Sampling 1: Sampling-based studies as case studies


Daniel Gile

12 July 2006


The concept of sampling implies the idea that what is sampled is representative of a larger entity with similar characteristics. Thus, the most fundamental property sought in a sample is its representativeness with respect to the larger entity.

In statistics, samples are subsets of populations (of people, light bulbs, rocks, manufacturing errors, crime occurrences, votes, etc.). In TS, units that make up samples and populations are translators, students, texts, text genres, words, errors, user reactions etc.

If all units are identical with respect to the characteristics to be investigated (translation strategies, speed, errors, quality, linguistic features of the target text etc.), studying one unit should be enough to learn about the population. In real life, such cases are rare. Variability is the rule and forces investigators to look at larger samples (their size depends to a large extent on how much the relevant features vary) and draw inferences on the basis of central tendencies and variability measured in the sample. Because of this variability, there is uncertainty in these inferences. Inferential statistics measure such uncertainty with mathematics-based tests.

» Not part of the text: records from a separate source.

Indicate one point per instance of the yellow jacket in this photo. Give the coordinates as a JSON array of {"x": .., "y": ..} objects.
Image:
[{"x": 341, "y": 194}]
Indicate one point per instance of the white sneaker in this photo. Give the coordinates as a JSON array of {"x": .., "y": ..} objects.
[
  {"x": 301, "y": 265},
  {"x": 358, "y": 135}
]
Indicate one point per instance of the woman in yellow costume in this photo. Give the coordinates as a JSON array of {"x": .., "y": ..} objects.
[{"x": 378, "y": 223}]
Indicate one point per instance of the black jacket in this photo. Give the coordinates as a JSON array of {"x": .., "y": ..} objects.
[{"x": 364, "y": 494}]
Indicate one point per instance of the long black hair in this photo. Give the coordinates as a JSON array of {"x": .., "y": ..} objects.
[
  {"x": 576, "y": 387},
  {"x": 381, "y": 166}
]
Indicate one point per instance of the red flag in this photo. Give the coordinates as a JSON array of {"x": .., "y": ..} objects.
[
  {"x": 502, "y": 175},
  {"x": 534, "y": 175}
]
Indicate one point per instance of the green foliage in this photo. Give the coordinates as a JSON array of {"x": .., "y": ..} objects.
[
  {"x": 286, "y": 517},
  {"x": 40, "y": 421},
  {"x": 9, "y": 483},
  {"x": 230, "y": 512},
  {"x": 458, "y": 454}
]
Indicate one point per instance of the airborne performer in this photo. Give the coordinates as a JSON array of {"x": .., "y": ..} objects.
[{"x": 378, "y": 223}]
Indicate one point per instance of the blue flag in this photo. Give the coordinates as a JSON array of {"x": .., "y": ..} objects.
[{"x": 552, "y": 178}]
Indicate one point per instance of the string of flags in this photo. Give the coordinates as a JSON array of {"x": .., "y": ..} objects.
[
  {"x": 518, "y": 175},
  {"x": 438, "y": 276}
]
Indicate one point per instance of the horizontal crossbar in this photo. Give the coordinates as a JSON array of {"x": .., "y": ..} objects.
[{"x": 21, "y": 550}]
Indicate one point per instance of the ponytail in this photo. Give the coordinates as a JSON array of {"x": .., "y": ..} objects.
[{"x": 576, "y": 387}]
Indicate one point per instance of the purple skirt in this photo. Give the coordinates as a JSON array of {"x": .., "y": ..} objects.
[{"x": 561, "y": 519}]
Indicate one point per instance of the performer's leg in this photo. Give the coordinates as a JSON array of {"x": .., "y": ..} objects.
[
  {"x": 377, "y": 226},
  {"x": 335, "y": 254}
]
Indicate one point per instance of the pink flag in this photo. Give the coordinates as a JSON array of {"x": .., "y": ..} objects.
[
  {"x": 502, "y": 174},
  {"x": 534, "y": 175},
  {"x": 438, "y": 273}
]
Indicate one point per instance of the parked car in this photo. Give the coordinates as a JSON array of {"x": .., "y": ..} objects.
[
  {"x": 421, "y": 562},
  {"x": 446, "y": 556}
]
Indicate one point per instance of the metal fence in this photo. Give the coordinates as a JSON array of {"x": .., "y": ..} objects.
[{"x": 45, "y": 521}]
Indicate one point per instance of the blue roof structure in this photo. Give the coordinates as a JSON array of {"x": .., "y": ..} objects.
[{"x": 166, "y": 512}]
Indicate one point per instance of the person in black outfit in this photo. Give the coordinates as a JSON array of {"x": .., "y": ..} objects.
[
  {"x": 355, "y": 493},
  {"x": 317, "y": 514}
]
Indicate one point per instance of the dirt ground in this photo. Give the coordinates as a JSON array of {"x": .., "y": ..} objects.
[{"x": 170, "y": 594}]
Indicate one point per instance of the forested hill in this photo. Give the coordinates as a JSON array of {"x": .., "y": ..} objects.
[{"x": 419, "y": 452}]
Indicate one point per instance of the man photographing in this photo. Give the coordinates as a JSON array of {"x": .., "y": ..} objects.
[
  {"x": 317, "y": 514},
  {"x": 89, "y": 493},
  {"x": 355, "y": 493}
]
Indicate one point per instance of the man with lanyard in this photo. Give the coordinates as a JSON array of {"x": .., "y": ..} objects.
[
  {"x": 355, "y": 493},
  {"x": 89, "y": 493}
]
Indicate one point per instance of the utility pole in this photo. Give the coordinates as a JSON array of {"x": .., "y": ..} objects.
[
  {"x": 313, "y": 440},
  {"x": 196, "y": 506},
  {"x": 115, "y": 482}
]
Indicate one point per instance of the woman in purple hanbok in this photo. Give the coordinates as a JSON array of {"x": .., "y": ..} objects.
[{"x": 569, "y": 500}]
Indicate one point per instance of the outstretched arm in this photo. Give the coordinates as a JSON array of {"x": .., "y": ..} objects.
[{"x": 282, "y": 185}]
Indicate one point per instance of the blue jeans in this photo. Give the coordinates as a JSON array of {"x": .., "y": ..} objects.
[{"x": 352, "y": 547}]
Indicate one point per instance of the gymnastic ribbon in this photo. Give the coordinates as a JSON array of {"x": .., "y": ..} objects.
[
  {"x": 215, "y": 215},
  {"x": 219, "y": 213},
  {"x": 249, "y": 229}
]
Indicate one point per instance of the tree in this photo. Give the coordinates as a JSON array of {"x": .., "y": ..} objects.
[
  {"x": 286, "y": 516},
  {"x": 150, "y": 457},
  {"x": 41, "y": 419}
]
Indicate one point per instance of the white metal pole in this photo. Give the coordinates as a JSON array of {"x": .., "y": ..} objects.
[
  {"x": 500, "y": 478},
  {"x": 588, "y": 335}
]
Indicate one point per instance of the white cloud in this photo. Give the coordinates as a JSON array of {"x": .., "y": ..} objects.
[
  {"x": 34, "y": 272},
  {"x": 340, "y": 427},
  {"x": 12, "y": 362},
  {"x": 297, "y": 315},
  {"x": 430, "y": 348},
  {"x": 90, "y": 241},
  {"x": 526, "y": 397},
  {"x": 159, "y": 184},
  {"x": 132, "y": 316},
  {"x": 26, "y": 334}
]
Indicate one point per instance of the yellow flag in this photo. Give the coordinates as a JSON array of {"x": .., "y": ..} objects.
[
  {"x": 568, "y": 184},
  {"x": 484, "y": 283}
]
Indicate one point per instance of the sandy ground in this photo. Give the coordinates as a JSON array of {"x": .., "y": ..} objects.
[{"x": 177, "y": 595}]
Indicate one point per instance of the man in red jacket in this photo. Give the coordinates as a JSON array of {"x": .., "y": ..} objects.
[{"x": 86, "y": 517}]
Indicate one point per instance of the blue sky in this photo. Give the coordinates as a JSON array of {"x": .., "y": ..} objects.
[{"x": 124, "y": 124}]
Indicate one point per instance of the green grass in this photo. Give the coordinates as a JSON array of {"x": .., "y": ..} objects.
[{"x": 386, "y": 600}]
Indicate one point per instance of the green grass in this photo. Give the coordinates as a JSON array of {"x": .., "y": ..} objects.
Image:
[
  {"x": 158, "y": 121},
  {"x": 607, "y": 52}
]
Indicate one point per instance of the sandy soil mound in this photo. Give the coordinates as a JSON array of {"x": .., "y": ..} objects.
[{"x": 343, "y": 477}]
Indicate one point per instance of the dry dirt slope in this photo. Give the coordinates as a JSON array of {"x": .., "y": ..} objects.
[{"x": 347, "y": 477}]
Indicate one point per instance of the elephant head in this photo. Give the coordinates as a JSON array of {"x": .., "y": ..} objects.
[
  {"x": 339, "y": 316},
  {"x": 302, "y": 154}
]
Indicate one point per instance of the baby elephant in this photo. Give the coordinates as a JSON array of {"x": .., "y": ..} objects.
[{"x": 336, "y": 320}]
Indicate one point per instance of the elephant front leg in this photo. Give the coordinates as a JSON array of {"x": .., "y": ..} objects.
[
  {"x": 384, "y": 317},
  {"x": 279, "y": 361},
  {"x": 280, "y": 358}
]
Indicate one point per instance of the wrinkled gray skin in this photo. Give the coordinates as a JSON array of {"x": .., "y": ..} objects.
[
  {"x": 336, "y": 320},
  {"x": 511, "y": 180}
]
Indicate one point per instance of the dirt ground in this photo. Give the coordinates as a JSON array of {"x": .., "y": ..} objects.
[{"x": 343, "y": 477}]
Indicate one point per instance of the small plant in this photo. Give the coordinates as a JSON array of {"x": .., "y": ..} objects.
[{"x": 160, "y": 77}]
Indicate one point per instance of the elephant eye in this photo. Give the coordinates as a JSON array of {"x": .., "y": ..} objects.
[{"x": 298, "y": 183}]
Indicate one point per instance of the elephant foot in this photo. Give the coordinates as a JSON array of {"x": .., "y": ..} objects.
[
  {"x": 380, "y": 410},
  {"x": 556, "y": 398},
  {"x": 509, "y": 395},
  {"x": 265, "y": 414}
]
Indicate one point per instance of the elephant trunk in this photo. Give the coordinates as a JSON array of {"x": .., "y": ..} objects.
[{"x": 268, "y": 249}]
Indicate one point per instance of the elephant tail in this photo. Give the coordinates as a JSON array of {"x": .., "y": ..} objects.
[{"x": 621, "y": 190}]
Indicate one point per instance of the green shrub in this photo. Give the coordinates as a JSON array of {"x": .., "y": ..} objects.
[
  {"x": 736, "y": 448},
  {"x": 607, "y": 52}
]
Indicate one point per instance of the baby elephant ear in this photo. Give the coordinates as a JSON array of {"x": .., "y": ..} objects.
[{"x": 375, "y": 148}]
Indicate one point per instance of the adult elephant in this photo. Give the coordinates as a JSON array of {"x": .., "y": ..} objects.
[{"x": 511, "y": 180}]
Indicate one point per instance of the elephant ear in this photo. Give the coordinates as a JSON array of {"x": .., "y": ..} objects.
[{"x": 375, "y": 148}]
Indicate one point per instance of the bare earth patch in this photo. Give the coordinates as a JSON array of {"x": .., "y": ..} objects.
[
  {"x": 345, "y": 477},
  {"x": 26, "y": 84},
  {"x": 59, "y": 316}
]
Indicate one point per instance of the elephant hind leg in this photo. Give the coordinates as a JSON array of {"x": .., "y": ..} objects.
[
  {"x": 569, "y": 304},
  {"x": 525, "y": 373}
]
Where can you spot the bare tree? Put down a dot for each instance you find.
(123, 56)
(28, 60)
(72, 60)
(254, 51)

It is important to understand that in most studies, sampling actually occurs in many dimensions, only one or a few of which are controlled. For instance, an experiment on the effect of experience on translation quality may be designed around the comparison of the performance of translators with different levels of experience (say 0-4, 5-9, 10-14, 15 and more years of experience) – this will be the main dimension of the study. Experimenters will probably attempt to make sure that all participants have the same language combination and similar knowledge of the passive language (a second dimension) and of the theme addressed in the text (a third dimension). Perhaps they will attempt to make sure that all participants have had similar background education (fourth dimension) and translation training (fifth dimension), that their usual professional market is similar (sixth dimension), etc., but they may not control motivation (seventh dimension), general personality features (eighth dimension), physiological parameters at the time of the experiment (ninth dimension), the subjects’ mood (tenth dimension) etc. There remains the possibility that different values in each of these dimensions could affect the subjects’ work. Variability in each of these uncontrolled dimensions may “hide” fundamental tendencies.

On the other hand, if a particular experiment does show some “significant” trend (i.e. one which is not likely to have been caused by chance alone), this trend is specific to a particular set of parameter values: a certain text or text genre, a specific language combination, certain levels of knowledge of the passive language and of the theme, etc. There is no guarantee that the same trend would be found in different sets of parameter values, say with different texts or text genres, different language combinations, etc. In other words, even with a fairly large sample, most studies remain case studies for several potentially relevant dimensions.